Launched in 1937, HMS Maori saw action in the Mediterranean, Norwegian campaign, Atlantic convoys and North Sea duties prior to returning back to the Mediterranean in order to attack and Rommel’s supply lines and assist in the defence of Malta. In fact it was the HMS Maori that established radar contact with the Bismarck and brought about the ultimate destruction of that ship in early 1941.
On the morning of February 12th at 02:00AM when she was moored at the entrance to the dockyard Creek she received a direct hit as a bomb exploded in her engine room.
From the exit point we head out across rock strewn seabed for approximately 120 metres until we come across a very small drop off down to a sandy seabed at 9 metres, almost immediately we notice that the entire port side has been engulfed by a sandy slope and is, therefore lost to view. What remains of the bows and part of the starboard side are, however, available for close inspection.
We then discover what is left of the windlass and a certain amount of anchor chain. Astern of this, at deck level, are twin bollards, on both side of the vessel, and then some form of splash guard stretches right across the deck. Close to this is a hatch and the framework on which the forward gun was mounted.

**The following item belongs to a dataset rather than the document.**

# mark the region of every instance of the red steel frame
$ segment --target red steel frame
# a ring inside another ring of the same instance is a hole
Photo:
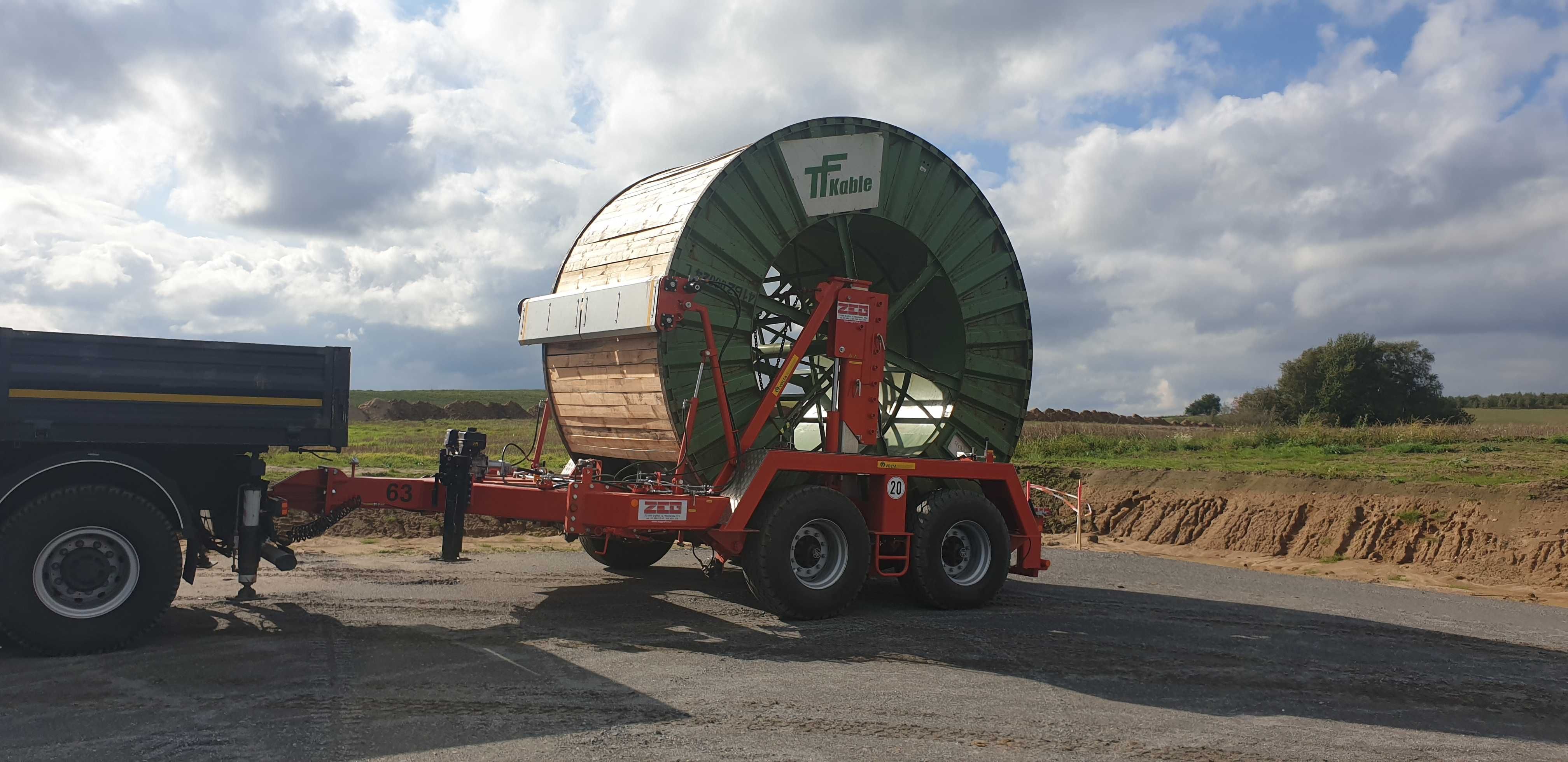
[[[795,365],[804,357],[812,339],[823,329],[828,315],[834,320],[828,328],[829,354],[840,367],[837,403],[829,411],[829,437],[825,452],[767,450],[757,472],[748,480],[739,497],[701,494],[684,481],[693,478],[685,463],[685,441],[690,439],[696,420],[696,394],[687,411],[681,459],[670,481],[655,477],[652,483],[607,483],[601,478],[597,461],[580,461],[569,480],[546,475],[502,477],[489,469],[472,484],[467,513],[495,516],[500,519],[525,519],[561,524],[566,535],[619,535],[638,536],[648,533],[679,533],[690,542],[707,544],[720,560],[735,558],[746,544],[753,514],[764,494],[782,472],[814,474],[820,481],[834,486],[861,508],[873,541],[870,574],[898,577],[908,571],[908,541],[905,516],[909,494],[909,478],[966,480],[974,481],[1007,519],[1010,550],[1014,550],[1013,574],[1038,575],[1051,561],[1040,558],[1041,525],[1018,469],[1007,463],[971,458],[894,458],[883,455],[858,455],[836,452],[845,447],[839,431],[847,428],[859,444],[875,442],[878,425],[878,390],[883,378],[883,354],[886,351],[887,298],[867,290],[866,281],[834,278],[817,288],[817,309],[801,328],[790,353],[768,384],[762,405],[737,437],[729,415],[729,400],[724,392],[723,372],[715,350],[712,321],[707,309],[696,304],[684,278],[670,278],[660,290],[660,329],[673,329],[687,312],[702,317],[707,339],[704,359],[713,373],[718,392],[720,415],[726,428],[729,463],[715,480],[715,486],[728,484],[739,466],[739,453],[746,452],[762,433],[773,414],[779,395],[789,386]],[[845,307],[848,306],[848,307]],[[535,442],[533,467],[538,470],[544,450],[544,426],[549,425],[550,408],[546,405],[539,419],[539,434]],[[867,417],[869,415],[869,417]],[[870,439],[867,439],[867,436]],[[358,477],[340,469],[323,467],[295,474],[271,488],[273,495],[289,502],[295,510],[325,513],[345,505],[375,508],[401,508],[408,511],[442,513],[447,488],[437,478],[390,478]]]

The sides of the wreck are well rusted through enabling us to swim in and out. For more info click here
Very nice dive but as I was used to diving in the tropics I was thinking that I could go with my shorts and usual rashvest but I was at times literally freezing my gonads off as the temperature went down to 24 degrees Celsius from the ambient surface temperature of 35. There was not much life in the wreck and no corals either and as you can see from the pics above the visibility was not great as well.